Designing metal-free g-C3N4 based photocatalytic system with efficient photocatalytic activity has received enormous attention in the field of environmental remediation because of its great potential for removing refractory contaminants. Herein, a novel metal organic framework (ZIF-8)-derived nitrogen doped carbon (ZIF-NC) modified g-C3N4 heterostructured composite was synthesized through a facile thermal treatment method. Benefiting from the hierarchical porosity, conductive network, and abundant exposed active sites for peroxymonosulfate (PMS) activation of MOF-derived nitrogen doped carbon, the introduction of MOF-derived nitrogen doped carbon into g-C3N4 not only facilitates the charge separation of g-C3N4 but also greatly accelerates PMS activation to yield high active SO4− radical.
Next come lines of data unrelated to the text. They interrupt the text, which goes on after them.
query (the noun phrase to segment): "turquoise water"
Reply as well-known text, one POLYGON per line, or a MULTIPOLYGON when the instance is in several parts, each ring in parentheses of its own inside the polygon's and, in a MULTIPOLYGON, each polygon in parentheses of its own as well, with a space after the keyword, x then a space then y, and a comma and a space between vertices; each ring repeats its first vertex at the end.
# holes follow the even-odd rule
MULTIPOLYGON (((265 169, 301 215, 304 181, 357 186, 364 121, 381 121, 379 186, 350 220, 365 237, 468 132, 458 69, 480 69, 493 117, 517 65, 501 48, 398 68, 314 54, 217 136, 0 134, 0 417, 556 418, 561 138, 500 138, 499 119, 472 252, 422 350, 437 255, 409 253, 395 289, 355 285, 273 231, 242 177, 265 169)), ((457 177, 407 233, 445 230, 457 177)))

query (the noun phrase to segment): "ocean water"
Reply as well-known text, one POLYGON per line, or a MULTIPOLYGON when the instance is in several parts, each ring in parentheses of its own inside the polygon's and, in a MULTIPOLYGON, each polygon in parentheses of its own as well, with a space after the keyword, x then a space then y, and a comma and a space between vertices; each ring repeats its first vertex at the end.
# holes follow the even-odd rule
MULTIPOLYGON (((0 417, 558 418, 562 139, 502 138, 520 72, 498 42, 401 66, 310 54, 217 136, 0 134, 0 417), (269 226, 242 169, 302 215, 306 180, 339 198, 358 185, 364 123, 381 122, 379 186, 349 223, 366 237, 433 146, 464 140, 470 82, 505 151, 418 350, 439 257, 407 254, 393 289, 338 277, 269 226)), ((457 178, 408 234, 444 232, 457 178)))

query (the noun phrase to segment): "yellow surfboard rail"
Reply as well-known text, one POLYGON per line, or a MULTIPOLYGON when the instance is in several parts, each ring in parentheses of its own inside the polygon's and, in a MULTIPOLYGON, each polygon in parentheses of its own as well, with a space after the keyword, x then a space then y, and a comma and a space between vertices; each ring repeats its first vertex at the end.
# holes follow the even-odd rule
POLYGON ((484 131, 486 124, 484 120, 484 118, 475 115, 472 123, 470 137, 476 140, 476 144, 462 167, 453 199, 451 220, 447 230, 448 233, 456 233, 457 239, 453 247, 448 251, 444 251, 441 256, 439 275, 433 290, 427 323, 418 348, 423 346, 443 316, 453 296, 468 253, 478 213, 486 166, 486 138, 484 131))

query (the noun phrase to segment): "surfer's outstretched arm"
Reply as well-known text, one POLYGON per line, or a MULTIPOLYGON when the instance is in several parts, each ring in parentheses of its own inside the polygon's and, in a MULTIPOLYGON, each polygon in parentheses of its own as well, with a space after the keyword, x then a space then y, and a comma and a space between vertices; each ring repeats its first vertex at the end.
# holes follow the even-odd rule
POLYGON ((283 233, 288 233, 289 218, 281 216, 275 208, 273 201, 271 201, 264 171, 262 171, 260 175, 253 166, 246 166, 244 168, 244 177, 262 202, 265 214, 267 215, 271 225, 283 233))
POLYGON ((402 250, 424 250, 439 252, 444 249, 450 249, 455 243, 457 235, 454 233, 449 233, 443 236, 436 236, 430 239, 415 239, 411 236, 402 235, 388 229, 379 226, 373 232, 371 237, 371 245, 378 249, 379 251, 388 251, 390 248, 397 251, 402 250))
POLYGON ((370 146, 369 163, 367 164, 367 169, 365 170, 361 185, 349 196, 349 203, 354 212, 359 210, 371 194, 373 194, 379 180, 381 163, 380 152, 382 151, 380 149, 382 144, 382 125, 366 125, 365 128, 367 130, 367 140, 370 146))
The energy band diagrams derived from Mott-Schottky, valence band X-ray photoelectron spectroscopy and ultraviolet photoelectron spectroscopy studies indicate that the formed heterojunction between g-C3N4 and ZIF-NC is Schottky type. The ZIF-NC with lower Fermi level energy can serve as an excellent electron accepter to enable fast electron transfer from the conduction band of g-C3N4 to ZIF-NC and boost the charge separation of g-C3N4. Photoelectrochemical tests combined with multiple spectroscopic techniques further confirm the enhanced charge carrier separation performance of composite. As a result, the as-prepared hybrids displayed remarkably improved photocatalytic activities toward bisphenol A (BPA) degradation in the presence of PMS under visible light irradiation. The apparent rate constant, k, for BPA degradation of the ZIF-NC/g-C3N4 composites with PMS is approximately 8.6 times as high as that of bare g-C3N4. This work provides a promising approach on the rational design of high-performance, cost-effective photocatalysts for environmental remediation.